26 november 1999 | back | archive | forward

"so. how do you like living on your own?" my dad asked today.

"i don't know..." i said, wondering what kind of answer he was expecting to hear. "i like it."

what i was really thinking, however, was i love it. i absolutely adore living on my own. even if i'm in orange county every other weekend. even if i feel like i'm paying more in bills than i make. even if i get lonely because none of my friends live nearby. even if all that and more, i love it. and yes, cliché cliché cliché, i would not trade this for anything else in the world and there is no place i'd rather be. (and luckily, i'm on a one-year lease so there's no place i can be.)

it's a little scary, though. because i'm here and now what? i've always had short-term and long-term goals, a set destination, a plan or three (A, B & C, just in case). and now...well, now i don't. i'm not dying to get out of a crapass job or my parents' house. i'm not going to grad school next fall. i'm not moving to NYC any time soon. i'm not even desperate for a boy and some lovin', which is a major breakthrough for a sap like me.

my only aspirations, really, are to get my 1987 car back from the shop running like a 1999 vehicle for no more than $1,200; to finish my philippines scrapbook before it's been a year since the trip (we went last christmas; and to maybe write more and paint more, learn stylesheets and javascript, and be a better friend, sister and daughter.

oh yeah -- and to keep an open mind with whatever does happen with my job, or my living arrangement, or boys, or anything else that could turn my life inside out and upside down, because inevitably, something will come up, and everything will change, and there i'll be, at the crossroads, playing eenie-mienee-moe.

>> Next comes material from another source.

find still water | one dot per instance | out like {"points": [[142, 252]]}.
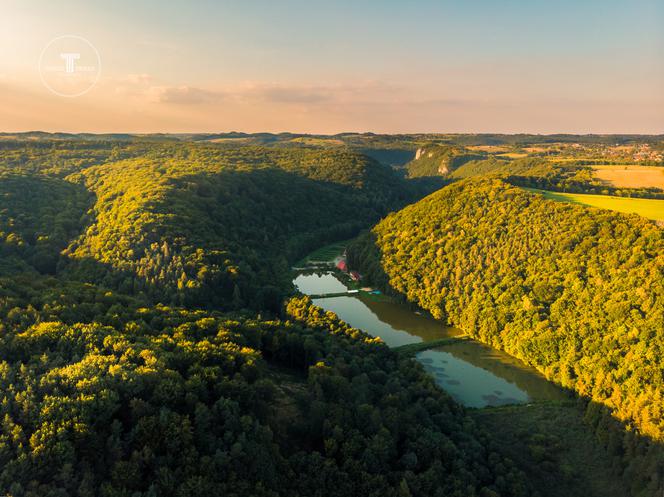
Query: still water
{"points": [[472, 373]]}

and, come to think of it, keeping an open mind, letting whatever happens happen, flying by the seat of my pants, that's a really massive undertaking, considering i'm one of the most overly organized, carefully planned, obsessively orderly girls i know.

inspired:
the pizzicato five. 3-hour naps. fresh flowers.

lost:
my mouse died. now i'm using this "affordable and sleek" substitute i got from fry's (blech, i hate that store). i wanted to buy an apple mouse, but it was $50 more i just couldn't spend.

found:
his last name is rainwater, and he makes beautiful things (pictures + words).

nonsequitur:
i had cheesecake for breakfast. mmm. thanksgiving leftovers.